The sunset was clear and all around the horizon there was not a cloud in the sky. Looking to the southwest I saw what I was inclined to believe was land. Perhaps the wish might be father to the thought, and the days of travel over the white surface of the ice, with the constant effort to find a place to cross the innumerable leads had brought my eyes to a state of such acute pain that I could not see as well as usual. I turned my binoculars on the cloudlike mass on the horizon but still I remained in doubt.

So I called to the Eskimo and, pointing, asked him, “That land?”

He answered that it might be.

Then I gave him the glasses and sent him up on a high rafter to look more carefully. After a moment he came back and said that it might be an island like Wrangell Island but that it would be of no use to us. He seemed depressed by the hard day we had had, crossing so many leads. Finally he turned to me and said:

“We see no land, we no get to land; my mother, my father, tell me long time ago Eskimo get out on ice and drive away from Point Barrow never come back.”
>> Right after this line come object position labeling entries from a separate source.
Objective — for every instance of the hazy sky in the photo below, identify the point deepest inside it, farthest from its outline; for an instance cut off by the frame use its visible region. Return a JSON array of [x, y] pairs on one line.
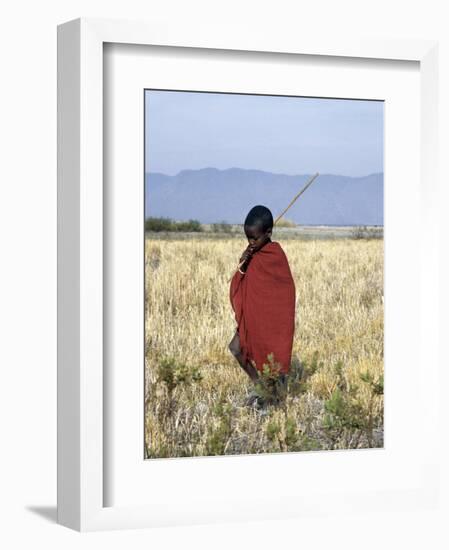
[[287, 135]]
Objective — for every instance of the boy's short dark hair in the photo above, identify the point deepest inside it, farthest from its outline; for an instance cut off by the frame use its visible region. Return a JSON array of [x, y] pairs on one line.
[[260, 215]]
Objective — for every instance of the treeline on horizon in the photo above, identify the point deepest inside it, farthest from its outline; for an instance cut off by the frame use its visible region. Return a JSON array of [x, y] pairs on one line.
[[168, 224]]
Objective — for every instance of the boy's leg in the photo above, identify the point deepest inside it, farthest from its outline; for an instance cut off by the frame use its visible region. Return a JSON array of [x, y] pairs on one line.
[[234, 348]]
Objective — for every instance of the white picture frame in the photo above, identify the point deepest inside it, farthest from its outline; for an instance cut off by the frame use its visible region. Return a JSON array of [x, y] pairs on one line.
[[81, 403]]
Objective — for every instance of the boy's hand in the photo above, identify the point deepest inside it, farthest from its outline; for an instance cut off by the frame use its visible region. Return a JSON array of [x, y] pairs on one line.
[[247, 254]]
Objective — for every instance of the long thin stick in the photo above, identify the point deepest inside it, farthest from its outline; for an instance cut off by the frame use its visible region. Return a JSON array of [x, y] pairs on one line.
[[312, 179]]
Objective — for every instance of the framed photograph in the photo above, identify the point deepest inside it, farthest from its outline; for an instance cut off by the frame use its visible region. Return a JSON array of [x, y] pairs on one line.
[[246, 251]]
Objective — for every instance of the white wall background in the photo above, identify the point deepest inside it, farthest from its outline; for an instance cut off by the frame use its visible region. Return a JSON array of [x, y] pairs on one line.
[[28, 266]]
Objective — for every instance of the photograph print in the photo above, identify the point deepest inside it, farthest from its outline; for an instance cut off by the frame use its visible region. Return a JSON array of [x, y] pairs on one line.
[[264, 269]]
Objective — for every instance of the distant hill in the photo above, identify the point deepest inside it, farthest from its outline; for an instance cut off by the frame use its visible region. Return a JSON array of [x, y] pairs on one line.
[[211, 195]]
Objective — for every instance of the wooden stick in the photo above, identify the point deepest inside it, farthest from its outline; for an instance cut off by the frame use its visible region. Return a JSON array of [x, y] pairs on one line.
[[312, 179]]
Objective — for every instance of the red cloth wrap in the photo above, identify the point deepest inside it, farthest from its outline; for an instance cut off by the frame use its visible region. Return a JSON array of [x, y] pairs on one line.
[[263, 301]]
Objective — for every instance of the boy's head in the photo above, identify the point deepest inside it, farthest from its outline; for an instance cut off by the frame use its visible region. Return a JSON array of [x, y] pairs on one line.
[[258, 226]]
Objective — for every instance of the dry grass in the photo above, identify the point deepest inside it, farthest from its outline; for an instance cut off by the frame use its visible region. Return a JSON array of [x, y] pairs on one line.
[[195, 390]]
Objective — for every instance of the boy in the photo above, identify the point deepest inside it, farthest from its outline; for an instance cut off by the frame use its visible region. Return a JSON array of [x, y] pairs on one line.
[[262, 295]]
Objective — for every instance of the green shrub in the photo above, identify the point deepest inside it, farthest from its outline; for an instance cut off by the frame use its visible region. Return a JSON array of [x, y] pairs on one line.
[[167, 224]]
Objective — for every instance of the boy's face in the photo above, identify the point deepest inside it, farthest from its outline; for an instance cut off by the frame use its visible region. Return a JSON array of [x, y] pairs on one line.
[[256, 236]]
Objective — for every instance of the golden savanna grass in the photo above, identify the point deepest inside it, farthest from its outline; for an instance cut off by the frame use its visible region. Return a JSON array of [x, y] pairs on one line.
[[195, 389]]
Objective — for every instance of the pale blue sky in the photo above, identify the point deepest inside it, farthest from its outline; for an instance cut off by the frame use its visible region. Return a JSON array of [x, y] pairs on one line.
[[287, 135]]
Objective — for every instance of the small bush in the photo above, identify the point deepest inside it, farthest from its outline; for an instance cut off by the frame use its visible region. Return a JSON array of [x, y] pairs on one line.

I tried to hearten him by telling him that Eskimo out on the ice did not have to get back by themselves but that the white men would bring them back and that I had been a long distance out on the ice with Eskimo and we had all got back safely. He still seemed pretty much discouraged, so I took the glasses and went up on the rafter to see for myself, though his eyes were in a better condition than mine. I made every effort to see as well as I could and was convinced that I was looking at the land. When I called Kataktovick up to look again he was still very dubious.

That night in our igloo when we were making our tea, he asked me to show him the chart. I did so and pointed out the course we had taken and where we were bound. He appeared somewhat encouraged, though still of the opinion that the land was not Siberia but merely an island, not set down on the chart. When I tried to brace him up, however, by saying, “If you ’fraid, you no reach land,” he did not respond very enthusiastically and slept less soundly than usual that night.